According to a Nielsen and McKinsey and Company’s analysis conducted in Latin America in 2015, the top two trade challenges for manufacturers are reducing stock-outs and ensuring implementation of the planogram (a diagram that shows how and where specific retail products should be placed on retail shelves or displays in order to increase customer purchases). In traditional trade markets, brands face both limited shelf space as well as a small retailer spending kitty, yet despite this, companies continue to offer a large assortment of choice to consumers.
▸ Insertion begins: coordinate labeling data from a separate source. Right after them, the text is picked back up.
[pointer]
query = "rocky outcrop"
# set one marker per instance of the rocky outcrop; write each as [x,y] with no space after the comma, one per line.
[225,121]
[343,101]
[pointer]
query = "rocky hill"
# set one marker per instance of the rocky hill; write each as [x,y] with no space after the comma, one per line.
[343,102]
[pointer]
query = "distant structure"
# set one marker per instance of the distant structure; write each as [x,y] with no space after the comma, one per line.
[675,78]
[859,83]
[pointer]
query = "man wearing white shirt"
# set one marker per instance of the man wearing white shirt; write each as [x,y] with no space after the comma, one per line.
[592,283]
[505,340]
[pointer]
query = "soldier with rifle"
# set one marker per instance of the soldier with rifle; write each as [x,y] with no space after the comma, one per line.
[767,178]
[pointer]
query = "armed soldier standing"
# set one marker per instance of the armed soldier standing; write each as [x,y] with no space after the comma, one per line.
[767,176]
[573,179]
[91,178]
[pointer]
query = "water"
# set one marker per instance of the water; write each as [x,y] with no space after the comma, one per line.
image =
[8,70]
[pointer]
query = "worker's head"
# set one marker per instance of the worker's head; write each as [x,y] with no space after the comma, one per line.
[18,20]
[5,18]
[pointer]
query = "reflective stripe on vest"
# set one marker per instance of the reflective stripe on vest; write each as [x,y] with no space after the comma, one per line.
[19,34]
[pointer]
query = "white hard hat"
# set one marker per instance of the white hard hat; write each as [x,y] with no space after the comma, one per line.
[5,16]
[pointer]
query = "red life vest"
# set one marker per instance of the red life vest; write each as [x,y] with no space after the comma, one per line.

According to Nielsen’s Retail Audit Report, almost half of the SKUs contribute to the bottom two percent of category sales. So, imagine redirecting your focus to the top-selling SKUs and reducing the chances of running out of stock.
In another study conducted by Nielsen, a brand was faced with the same question of how to satisfy consumer choice while reducing the chances of running out of stock on key selling SKUs. The study recommended delisting 74% of the item list and pushing the rest of the items in all stores. The results were phenomenal, showing a 14% value jump at the brand level at hypermarkets.
We can also look at multi-country data to see if there is any correlation between the number of SKUs and market share and quite frankly, there is none. So more is not always the merrier; in fact, in the assortment world it could be a question of “the best things coming in small packages.”
Asif Wazir Ali is Country Lead –Sales & Marketing Effectiveness, Nielsen Pakistan.